É unitário, quando a decisão tem de ser uniforme para todos os litisconsortes, correspondendo a situações em que não podem ser proferidas decisões divergentes sobre o objecto do processo.
Importa acentuar que o critério para aferir a validade da transacção na qual não intervieram todos os litisconsortes é o carácter simples ou unitário do litisconsórcio.
Sublinha-se, ainda, que a transacção judicial permite quer o alargamento objectivo quer o alargamento subjectivo do pleito.
Com efeito, a transacção pode envolver a constituição, modificação ou extinção de direitos diversos do direito controvertido (artigo 1248 do Código Civil) e pode resolver litígios para além das partes iniciais do processo (cfr. Castro Mendes, "Direito Processual Civil", volume II, 1969/1970, página 206).
Ora, o n. 2 do artigo 298 do Código de Processo Civil, ao prescrever que, no caso de litisconsórcio necessário, a transacção de alguns dos litisconsortes só produz efeitos quanto a custas, não deve ser interpretado como referindo-se a qualquer litisconsórcio necessário, mas apenas àquele que é unitário (cfr. Miguel Teixeira de Sousa, "Estudos Sobre o Novo Processo Civil", 2. edição, páginas 153, 161, 164, 165 e 174; ver, ainda, do mesmo Autor, a anotação ao Acórdão do S.T.A. de 9 de Outubro de 1997, in Cadernos de Justiça Administrativa, n. 13, Janeiro/Fevereiro de 1999, páginas 31/36).

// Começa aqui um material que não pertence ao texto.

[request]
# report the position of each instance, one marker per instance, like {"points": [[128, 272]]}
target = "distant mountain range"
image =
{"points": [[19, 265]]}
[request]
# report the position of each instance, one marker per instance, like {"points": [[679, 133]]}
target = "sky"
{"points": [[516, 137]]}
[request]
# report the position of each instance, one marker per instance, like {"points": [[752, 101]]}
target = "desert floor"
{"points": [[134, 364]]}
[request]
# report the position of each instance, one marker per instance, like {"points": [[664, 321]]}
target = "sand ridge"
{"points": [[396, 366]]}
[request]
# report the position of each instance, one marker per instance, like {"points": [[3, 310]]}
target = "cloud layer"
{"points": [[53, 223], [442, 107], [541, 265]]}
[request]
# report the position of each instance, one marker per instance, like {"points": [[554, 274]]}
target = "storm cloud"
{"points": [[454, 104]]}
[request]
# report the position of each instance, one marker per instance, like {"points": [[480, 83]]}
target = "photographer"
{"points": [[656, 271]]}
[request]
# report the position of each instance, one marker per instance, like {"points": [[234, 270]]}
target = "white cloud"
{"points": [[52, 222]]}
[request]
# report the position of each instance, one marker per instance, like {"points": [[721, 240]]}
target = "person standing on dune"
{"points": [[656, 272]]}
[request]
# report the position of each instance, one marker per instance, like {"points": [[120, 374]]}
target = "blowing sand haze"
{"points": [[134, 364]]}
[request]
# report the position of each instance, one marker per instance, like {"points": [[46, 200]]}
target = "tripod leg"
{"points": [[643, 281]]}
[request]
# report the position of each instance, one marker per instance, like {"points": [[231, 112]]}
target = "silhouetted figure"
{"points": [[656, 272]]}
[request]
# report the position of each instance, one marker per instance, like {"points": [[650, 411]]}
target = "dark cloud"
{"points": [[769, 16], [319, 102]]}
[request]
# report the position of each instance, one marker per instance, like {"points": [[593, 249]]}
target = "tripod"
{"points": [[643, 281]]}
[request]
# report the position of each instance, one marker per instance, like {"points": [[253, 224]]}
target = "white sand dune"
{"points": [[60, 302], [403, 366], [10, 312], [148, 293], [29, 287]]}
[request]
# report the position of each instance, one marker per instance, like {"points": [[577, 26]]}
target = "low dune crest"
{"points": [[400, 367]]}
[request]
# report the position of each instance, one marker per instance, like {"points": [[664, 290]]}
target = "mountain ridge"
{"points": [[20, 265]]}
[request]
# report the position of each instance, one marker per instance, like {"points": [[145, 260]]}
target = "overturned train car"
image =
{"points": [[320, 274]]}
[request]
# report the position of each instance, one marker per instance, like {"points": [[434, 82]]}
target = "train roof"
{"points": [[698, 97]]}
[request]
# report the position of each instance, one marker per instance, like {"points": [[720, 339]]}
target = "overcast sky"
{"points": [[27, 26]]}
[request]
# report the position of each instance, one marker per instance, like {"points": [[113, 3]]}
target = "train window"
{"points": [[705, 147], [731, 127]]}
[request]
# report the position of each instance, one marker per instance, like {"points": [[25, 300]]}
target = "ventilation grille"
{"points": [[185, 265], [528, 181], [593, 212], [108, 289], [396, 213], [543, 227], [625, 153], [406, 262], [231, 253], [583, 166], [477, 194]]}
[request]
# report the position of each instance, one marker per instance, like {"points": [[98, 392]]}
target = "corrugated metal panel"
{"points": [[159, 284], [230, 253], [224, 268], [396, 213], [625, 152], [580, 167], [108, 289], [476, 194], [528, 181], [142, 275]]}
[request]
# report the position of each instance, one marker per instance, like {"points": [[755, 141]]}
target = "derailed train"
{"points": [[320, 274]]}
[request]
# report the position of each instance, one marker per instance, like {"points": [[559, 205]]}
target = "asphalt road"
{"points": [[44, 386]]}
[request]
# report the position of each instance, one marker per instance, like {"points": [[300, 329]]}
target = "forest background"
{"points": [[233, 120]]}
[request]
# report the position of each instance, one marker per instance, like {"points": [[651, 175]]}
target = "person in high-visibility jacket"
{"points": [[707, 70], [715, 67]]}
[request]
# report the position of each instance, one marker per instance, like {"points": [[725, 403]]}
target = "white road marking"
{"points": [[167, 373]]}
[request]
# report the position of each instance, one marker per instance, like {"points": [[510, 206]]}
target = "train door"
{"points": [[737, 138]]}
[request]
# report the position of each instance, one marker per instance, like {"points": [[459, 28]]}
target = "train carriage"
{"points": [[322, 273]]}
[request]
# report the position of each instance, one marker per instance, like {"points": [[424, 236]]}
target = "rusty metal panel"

9. Na situação ajuizada, na transacção de folhas 555/561, assistiu-se a uma modificação tanto subjectiva como objectiva do pleito. Basta atentar nos seus intervenientes e no teor das respectivas cláusulas.
E, conquanto o caso fosse de litisconsórcio necessário, o certo é que, quanto ao conteúdo da decisão, trata-se de litisconsórcio simples, tal como o definimos precedentemente.
Logo, a decisão homologatória da transacção não será inócua nem ineficaz, por poder ser distinta para cada um dos litisconsortes.
Embora essa transacção não vincula, obviamente, os Autores I, J e respectivas mulheres, a verdade é que ela permite, como resulta do seu texto, uma composição definitiva dos interesses daqueles que nela intervieram.
Foi injustificada, assim, a rejeição da homologação da transacção em apreço, pois, como dissemos atrás, o n. 2 do artigo 298 do Código de Processo Civil reporta-se, apenas, ao litisconsórcio necessário unitário.
Rejeição que, diga-se causou ainda mais embaraços aos Autores que nela intervieram - designadamente -, impondo-lhes a procrastinação do desfecho da acção.
Já lhes bastam, no entanto, as delongas que o processo tem tido, com um arrastar penoso durante mais de 13 anos!
10. Em consequência, dando-se provimento aos agravos, revoga-se o Acórdão impugnado - e com ele a decisão da 1. instância que confirmara - devendo ser proferida sentença homologatória da transacção de folhas 555/561, por não constituir obstáculo a tal homologação a circunstância de nela não terem intervindo os Autores I, J e mulheres.
Custas nas duas instâncias e neste Supremo por estes últimos.
Lisboa, 27 de Abril de 1999.
Silva Paixão,
Silva Graça,
Francisco Lourenço.
Tribunal de Círculo de Coimbra - Processo n. 224-B/94.
Tribunal da Relação de Coimbra - Processo n. 640/97.